I’m back in the USA for the forseeable future. My boyfriend and I are experiencing a curious kind of post-third-world life culture shock. It’s especially acute when you go in around 24 hours from Phnom Penh to a quiet Sacramento suburb.
Earlier generations went home on horseback, via a steamer, or through a series of short airplane hops: I suspect that longer transition period made coming back seem less bizarre.
The mall was especially weird. The Apple store had more employees than customers. We had to remind ourselves that we didn’t have to snarl in Khmer at pushy perfume sales people. Three shops were devoted to baseball caps. Smiley sales associates asked us if we were Finding Everything All Right.
“This place is so big and no one is living in it,” observed my boyfriend, as we walked down the echoing corriders of Arden Fair Mall on a Tuesday.
I thought of the Borei Keila people I’d been reporting on for the past month, who are battling intensely over tiny apartments and tiny patches of land.

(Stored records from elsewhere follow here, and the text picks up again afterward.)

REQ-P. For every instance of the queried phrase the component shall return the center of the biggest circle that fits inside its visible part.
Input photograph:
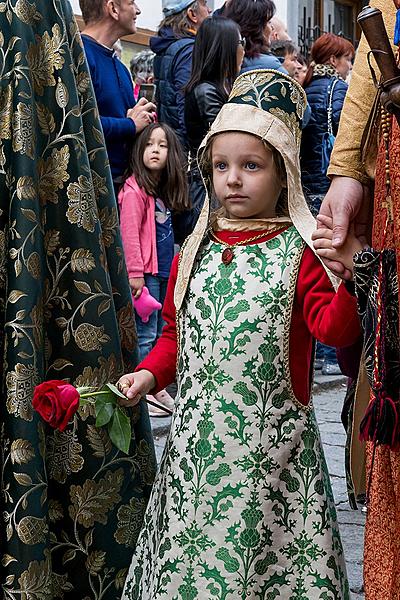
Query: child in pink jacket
(156, 186)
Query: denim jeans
(149, 332)
(326, 353)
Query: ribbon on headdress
(397, 26)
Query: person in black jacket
(326, 87)
(173, 46)
(217, 57)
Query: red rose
(56, 401)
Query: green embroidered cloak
(72, 504)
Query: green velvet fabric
(72, 504)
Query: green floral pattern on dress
(242, 507)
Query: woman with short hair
(253, 18)
(326, 88)
(173, 47)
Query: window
(320, 16)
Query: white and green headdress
(271, 106)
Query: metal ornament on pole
(372, 25)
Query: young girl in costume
(242, 506)
(155, 187)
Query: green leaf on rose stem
(105, 396)
(104, 412)
(115, 390)
(120, 431)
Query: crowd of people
(222, 179)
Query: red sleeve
(161, 361)
(331, 317)
(132, 212)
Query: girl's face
(156, 152)
(245, 178)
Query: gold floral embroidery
(63, 455)
(21, 452)
(6, 97)
(20, 384)
(55, 511)
(53, 174)
(95, 562)
(26, 189)
(250, 83)
(130, 517)
(88, 337)
(27, 12)
(92, 501)
(126, 327)
(83, 82)
(82, 261)
(32, 530)
(44, 58)
(81, 205)
(33, 265)
(36, 582)
(24, 137)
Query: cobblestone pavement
(328, 399)
(328, 405)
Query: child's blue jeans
(149, 332)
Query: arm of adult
(182, 70)
(118, 128)
(348, 198)
(142, 114)
(338, 98)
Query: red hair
(326, 46)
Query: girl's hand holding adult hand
(137, 284)
(323, 238)
(135, 385)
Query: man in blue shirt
(105, 22)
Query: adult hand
(137, 284)
(347, 201)
(322, 241)
(135, 385)
(142, 114)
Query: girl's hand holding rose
(136, 385)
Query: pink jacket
(138, 229)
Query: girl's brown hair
(205, 163)
(172, 187)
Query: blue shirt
(164, 239)
(113, 88)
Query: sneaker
(331, 369)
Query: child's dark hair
(282, 207)
(214, 54)
(172, 186)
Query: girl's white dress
(242, 507)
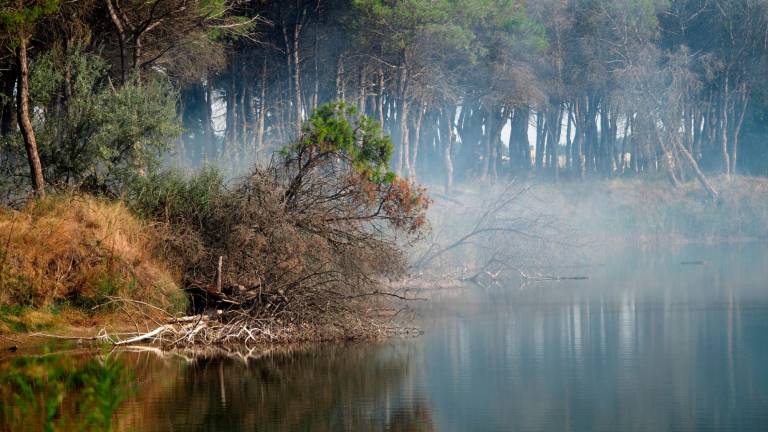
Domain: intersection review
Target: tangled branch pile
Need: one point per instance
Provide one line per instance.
(303, 243)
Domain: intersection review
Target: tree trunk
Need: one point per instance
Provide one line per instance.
(297, 76)
(262, 107)
(448, 137)
(120, 37)
(316, 92)
(402, 157)
(25, 123)
(724, 131)
(231, 131)
(340, 78)
(380, 97)
(737, 129)
(540, 135)
(417, 137)
(8, 113)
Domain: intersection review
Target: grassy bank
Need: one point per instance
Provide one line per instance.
(297, 251)
(63, 258)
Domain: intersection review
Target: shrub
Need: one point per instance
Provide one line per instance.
(306, 239)
(79, 251)
(92, 133)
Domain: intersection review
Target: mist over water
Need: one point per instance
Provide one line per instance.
(670, 340)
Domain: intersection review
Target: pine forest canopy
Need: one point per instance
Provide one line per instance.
(467, 89)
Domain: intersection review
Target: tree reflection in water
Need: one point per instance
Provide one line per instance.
(358, 387)
(61, 392)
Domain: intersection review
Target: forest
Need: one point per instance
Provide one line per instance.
(467, 89)
(266, 157)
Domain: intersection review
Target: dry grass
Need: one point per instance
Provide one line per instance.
(77, 251)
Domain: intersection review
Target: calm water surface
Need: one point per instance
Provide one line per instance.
(646, 344)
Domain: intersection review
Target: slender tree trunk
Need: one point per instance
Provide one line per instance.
(417, 137)
(402, 157)
(8, 114)
(316, 92)
(297, 75)
(380, 97)
(697, 171)
(448, 137)
(540, 136)
(568, 140)
(737, 130)
(340, 78)
(231, 131)
(724, 131)
(121, 39)
(208, 113)
(361, 90)
(25, 123)
(262, 107)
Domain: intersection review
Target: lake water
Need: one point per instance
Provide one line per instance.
(645, 344)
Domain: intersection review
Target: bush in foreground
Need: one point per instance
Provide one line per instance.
(80, 251)
(305, 242)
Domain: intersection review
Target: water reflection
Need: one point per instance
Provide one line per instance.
(57, 392)
(646, 344)
(641, 346)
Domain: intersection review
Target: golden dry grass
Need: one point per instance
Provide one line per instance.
(77, 250)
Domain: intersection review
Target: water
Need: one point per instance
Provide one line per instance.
(646, 344)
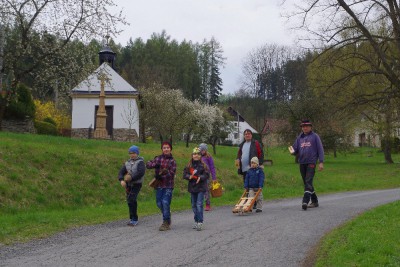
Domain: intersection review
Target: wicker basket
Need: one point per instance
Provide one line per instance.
(216, 189)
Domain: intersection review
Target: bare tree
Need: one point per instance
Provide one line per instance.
(259, 64)
(130, 116)
(358, 40)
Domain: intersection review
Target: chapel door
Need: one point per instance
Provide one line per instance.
(109, 119)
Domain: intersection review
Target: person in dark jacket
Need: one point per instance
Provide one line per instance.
(254, 181)
(248, 149)
(308, 147)
(131, 177)
(196, 172)
(165, 169)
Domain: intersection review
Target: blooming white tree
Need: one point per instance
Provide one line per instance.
(165, 111)
(212, 125)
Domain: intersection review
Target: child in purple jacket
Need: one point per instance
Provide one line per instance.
(208, 160)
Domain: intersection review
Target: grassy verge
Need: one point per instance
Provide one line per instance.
(49, 184)
(371, 239)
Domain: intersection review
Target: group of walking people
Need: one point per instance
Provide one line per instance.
(197, 172)
(200, 169)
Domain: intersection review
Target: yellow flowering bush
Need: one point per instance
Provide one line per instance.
(48, 110)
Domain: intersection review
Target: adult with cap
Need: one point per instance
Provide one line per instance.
(164, 167)
(209, 161)
(248, 149)
(309, 148)
(131, 176)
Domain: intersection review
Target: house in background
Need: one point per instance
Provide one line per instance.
(238, 126)
(122, 121)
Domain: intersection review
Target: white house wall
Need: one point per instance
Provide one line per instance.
(83, 112)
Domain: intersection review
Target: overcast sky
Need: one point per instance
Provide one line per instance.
(238, 25)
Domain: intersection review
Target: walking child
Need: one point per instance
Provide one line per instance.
(165, 169)
(131, 177)
(209, 161)
(254, 181)
(196, 172)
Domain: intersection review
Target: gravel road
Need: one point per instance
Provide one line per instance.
(279, 236)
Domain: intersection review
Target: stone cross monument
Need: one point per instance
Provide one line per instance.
(101, 132)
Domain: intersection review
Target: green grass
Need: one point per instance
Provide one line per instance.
(371, 239)
(49, 184)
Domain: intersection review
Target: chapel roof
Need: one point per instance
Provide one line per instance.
(116, 84)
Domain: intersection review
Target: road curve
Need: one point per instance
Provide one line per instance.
(279, 236)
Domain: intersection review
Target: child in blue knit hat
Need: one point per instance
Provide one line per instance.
(131, 176)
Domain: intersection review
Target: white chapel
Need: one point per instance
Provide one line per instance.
(119, 99)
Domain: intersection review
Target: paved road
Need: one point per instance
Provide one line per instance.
(279, 236)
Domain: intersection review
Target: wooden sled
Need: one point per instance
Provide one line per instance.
(246, 203)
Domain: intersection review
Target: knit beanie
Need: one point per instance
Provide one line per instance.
(134, 149)
(166, 143)
(203, 147)
(196, 150)
(255, 160)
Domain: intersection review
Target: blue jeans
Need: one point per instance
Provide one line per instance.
(131, 199)
(197, 205)
(163, 200)
(307, 173)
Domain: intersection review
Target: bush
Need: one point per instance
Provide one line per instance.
(22, 105)
(50, 120)
(227, 143)
(49, 113)
(43, 127)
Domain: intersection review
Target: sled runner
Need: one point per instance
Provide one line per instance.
(245, 203)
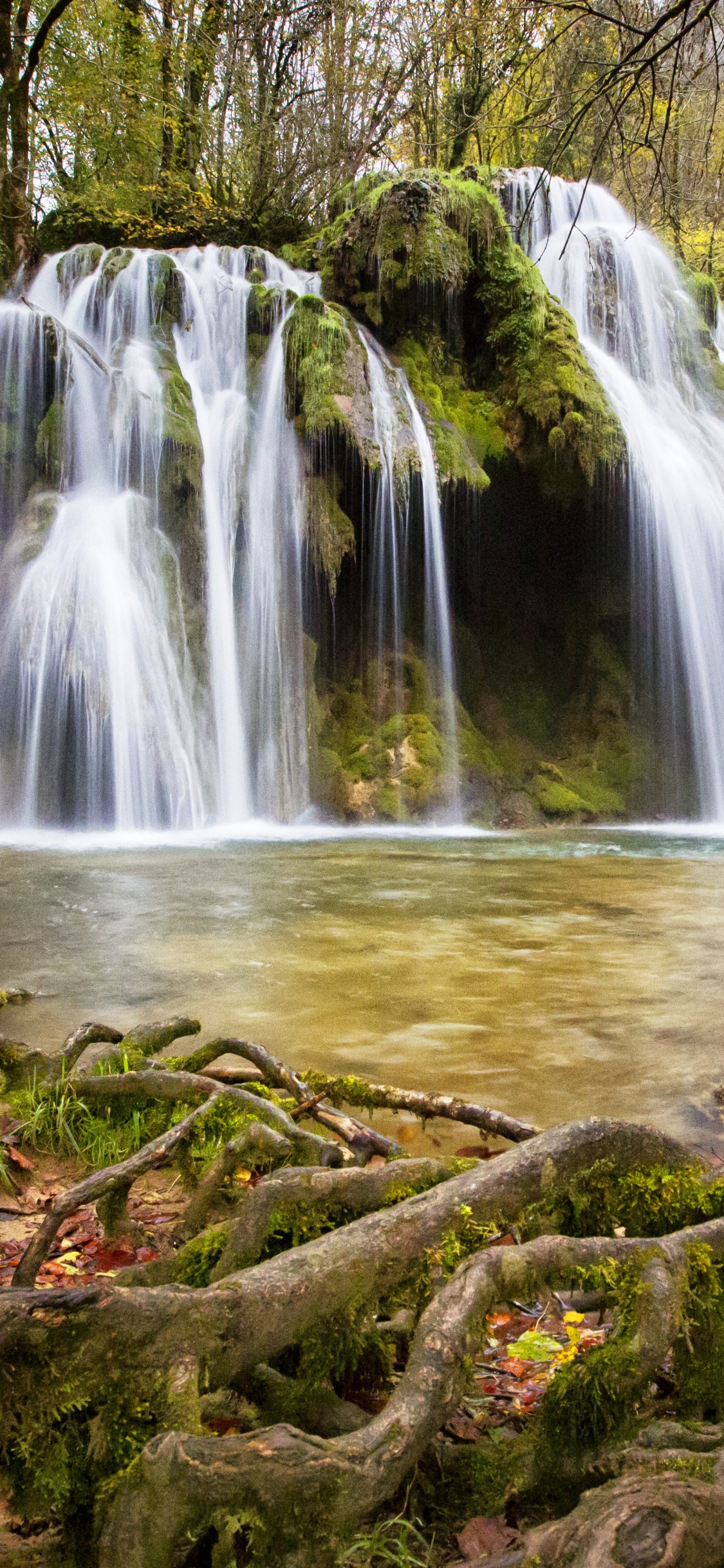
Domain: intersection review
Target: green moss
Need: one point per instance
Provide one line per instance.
(115, 263)
(76, 264)
(700, 1347)
(330, 532)
(464, 425)
(179, 416)
(585, 1403)
(458, 1482)
(646, 1202)
(315, 339)
(559, 391)
(501, 375)
(557, 800)
(198, 1258)
(345, 1350)
(49, 443)
(704, 294)
(476, 752)
(262, 310)
(416, 229)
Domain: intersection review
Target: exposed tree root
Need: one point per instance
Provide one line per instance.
(279, 1476)
(671, 1522)
(116, 1181)
(181, 1087)
(254, 1314)
(362, 1141)
(23, 1063)
(257, 1145)
(358, 1092)
(295, 1202)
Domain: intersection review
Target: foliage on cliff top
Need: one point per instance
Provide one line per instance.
(430, 263)
(317, 339)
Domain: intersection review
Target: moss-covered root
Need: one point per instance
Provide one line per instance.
(362, 1141)
(112, 1186)
(256, 1313)
(358, 1092)
(671, 1520)
(23, 1063)
(181, 1486)
(176, 1085)
(257, 1145)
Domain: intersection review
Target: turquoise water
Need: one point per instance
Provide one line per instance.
(549, 974)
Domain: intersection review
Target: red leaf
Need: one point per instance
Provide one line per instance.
(19, 1159)
(487, 1537)
(113, 1258)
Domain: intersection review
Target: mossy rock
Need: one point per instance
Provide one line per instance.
(49, 443)
(491, 357)
(704, 294)
(76, 264)
(167, 292)
(315, 341)
(330, 532)
(113, 264)
(262, 310)
(557, 800)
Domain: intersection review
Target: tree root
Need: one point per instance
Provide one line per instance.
(160, 1084)
(115, 1181)
(361, 1139)
(24, 1063)
(181, 1484)
(358, 1092)
(254, 1314)
(293, 1202)
(257, 1145)
(671, 1520)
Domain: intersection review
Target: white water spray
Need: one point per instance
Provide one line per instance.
(110, 714)
(640, 333)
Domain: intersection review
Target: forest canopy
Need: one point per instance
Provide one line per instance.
(174, 121)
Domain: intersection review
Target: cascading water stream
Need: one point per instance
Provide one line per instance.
(95, 700)
(640, 333)
(138, 684)
(392, 405)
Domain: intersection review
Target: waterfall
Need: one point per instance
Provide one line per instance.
(642, 336)
(404, 444)
(438, 632)
(153, 660)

You could fit all of them rather comfortably by most Khmer housing standards into around 1/4 of this suburban California shopping center.
I wonder how recent Southeast Asian immigrants respond to this kind of unused space upon arriving in the USA – Sacramento hosts a very large immigrant population, after all, a number of people must have had the same thought as me about the uses and misuses of space.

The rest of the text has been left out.